Friday, December 31, 2010

Doing the Research

Happy New Year!

It’s a long story, but after a book and a half published in the last two years and a contract for a new one in progress, yes, I’ve decided it’s time to start this Writing for Children blog again. Again. I will post on it regularly! More about the books another day – I just find this fascinating:

James Lucas was famous in the 1860’s for his eccentric behaviour as an English hermit. After his death, his life story was forgotten until a local historian and solicitor, Reginald Hine, wrote about him and other townsfolk in the 1930’s. Hine states that James had sisters Anna Maria, who died young; Emma, who married barrister Edward Walker; and Harriet, who married an Austrian Count and was never heard of again. How easy it would have been to perpetuate these facts in the account of family happenings that I’m writing from their brother George’s imagined point of view, which will hopefully end up as a book for ‘young adults’.

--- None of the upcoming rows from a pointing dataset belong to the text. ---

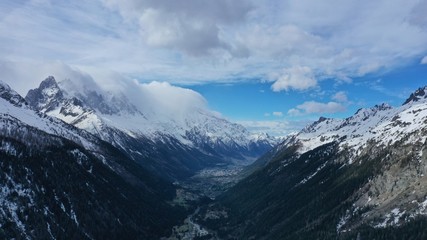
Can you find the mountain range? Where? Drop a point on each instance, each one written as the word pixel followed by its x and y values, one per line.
pixel 361 177
pixel 173 142
pixel 80 162
pixel 61 182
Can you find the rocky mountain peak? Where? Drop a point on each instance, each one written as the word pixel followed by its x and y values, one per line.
pixel 416 96
pixel 10 95
pixel 46 97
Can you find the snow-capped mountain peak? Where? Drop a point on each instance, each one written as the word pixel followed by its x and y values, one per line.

When a fellow Book Links Queensland http://www.booklinks.org.au/ member, Shirley Stubbs, kindly offered to use www.Ancestry.com to check a couple of things for me, particularly the causes of their parents’ deaths, she found a lot more of interest. In census, wills and parish baptism records she discovered that James left 57,000 pounds – the present day equivalent of about $12million - and Emma and George got their shares. But what about Harriet? Had she really gone abroad and died? No. The census pages show that she remained living in England and had 5 children, one son married Emma’s daughter (his cousin) – and the pair of them lived in a house that their uncle George once occupied. So the family certainly knew that Harriet was still alive, and her whereabouts, in the lead up time and when the inheritance was due to be shared out. Yet when Harriet died in Brighton, her worldly wealth and effects totalled less than five pounds. So why was she cut off? Did the family deliberately hide her existence for some reason, or is the myth of her disappearance a figment of folklore or no research?

What a great start to the year - today I’ve found that one of Harriet’s great great grandchildren has a presence on Facebook! It will be wonderful to see if he replies to my friendship request and discover what he knows.

Moral – don’t believe all you read. Do the research yourself.

But at some time you have to stop researching and write...

Have a rewarding New Year, and I hope it’s a healthy one.